ASPCA Commends Tennessee Governor for Vetoing Dangerous Anti-Whistleblower/"Ag-Gag" Legislation

Move is a victory for animal welfare and food safety
May 13, 2013

NEW YORK—The ASPCA® (The American Society for the Prevention of Cruelty to Animals®) is hailing today's decision by Tennessee Governor Bill Haslam to veto Senate Bill (SB) 1248/House Bill (HB) 1191 as a victory for animal welfare and consumer safety. If signed into law, this dangerous anti-whistleblower/ag-gag legislation would have suppressed whistleblowers and protected animal abusers instead of working to prevent such mistreatment.

"SB 1248/HB 1191 would have had disastrous results for Tennessee's animals by providing protections for those who would harm them," said Sherry Rout, state legislative director of ASPCA Government Relations for the Southern region, and Tennessee resident. "We thank Governor Haslam for listening to the citizens of Tennessee and preventing this harmful and unnecessary bill from becoming law."

This legislation would have suppressed whistleblower investigations on farms, which have been extremely successful in documenting the inhumane treatment of animals, uncovering crucial health and welfare information, and spurring many groundbreaking reforms. If this bill had become law, these types of investigations—such as the one last year that revealed the gruesome practice of beating and soring Tennessee Walking Horses—would have remained hidden from the public.

"This bill would have placed a veil over animal welfare and food safety in the state and suppressed whistleblowers from exposing potential harms," added Suzanne McMillan, director of the ASPCA’s Farm Animal Welfare Campaign. "We hope the action taken today by Governor Haslam will encourage industry to directs its energy toward achieving accountability for those who are inflicting abuse on animals and putting consumers at risk, rather than coming up with creative ways to cover up these problems."
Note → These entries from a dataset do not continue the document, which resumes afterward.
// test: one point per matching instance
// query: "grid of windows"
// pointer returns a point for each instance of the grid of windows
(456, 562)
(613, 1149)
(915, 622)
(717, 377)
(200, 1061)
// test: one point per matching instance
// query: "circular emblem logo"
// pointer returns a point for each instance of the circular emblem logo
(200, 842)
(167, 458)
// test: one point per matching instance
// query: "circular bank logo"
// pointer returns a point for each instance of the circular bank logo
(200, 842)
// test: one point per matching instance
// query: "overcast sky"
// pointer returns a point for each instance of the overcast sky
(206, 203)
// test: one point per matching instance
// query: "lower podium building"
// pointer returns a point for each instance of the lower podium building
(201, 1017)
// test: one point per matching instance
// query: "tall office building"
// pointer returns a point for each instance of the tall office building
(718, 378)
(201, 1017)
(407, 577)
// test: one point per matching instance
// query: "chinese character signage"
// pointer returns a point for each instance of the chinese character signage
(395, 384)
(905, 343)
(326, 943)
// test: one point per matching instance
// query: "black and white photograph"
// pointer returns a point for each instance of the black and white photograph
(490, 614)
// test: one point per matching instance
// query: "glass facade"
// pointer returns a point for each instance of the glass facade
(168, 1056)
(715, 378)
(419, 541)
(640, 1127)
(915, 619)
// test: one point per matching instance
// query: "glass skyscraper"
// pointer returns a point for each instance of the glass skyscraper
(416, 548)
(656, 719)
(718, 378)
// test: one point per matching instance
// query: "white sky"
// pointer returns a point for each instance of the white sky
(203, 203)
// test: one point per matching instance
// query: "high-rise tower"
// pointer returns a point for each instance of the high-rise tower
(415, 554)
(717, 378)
SB 1248 was introduced in February by Senator Dolores Gresham. A companion bill in the House, HB 1191 sponsored by Representative Andy Holt, was also introduced in February. Last week, Tennessee's Attorney General called the legislation "constitutionally suspect under the First Amendment on three grounds," and also stated that the bill could violate a person’s Fifth Amendment right against self-incrimination.

In a 2012 nationwide poll commissioned by the ASPCA, it was revealed that 71 percent of Americans support undercover investigative efforts by animal welfare organizations to expose animal abuse on industrial farms, and 64 percent oppose making such efforts illegal. Additionally, 94 percent of Americans feel that it is important to have measures in place to ensure that food coming from farm animals is safe for people to eat, and 94 percent agree that animals raised for food on farms deserve to be free from abuse and cruelty.
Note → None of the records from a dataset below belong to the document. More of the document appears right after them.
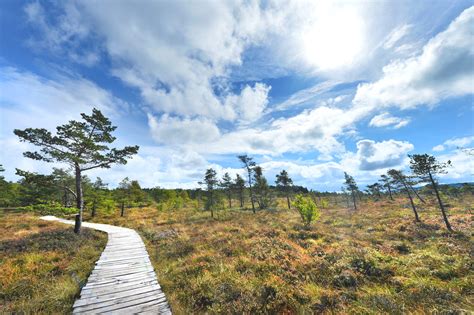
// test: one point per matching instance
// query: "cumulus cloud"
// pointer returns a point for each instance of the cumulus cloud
(386, 120)
(251, 102)
(454, 143)
(179, 132)
(396, 35)
(443, 69)
(373, 155)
In addition to Tennessee, anti-whistleblower/ag-gag legislation has been introduced this year in Arkansas, California, Indiana, Nebraska, New Hampshire, New Mexico, North Carolina, Pennsylvania, Vermont and Wyoming. No bills have been successful. The ASPCA is working to oppose these bills in all the states where they have been proposed. In addition, a multitude of national groups representing a wide array of public interests have joined animal welfare organizations in opposing this type of legislation.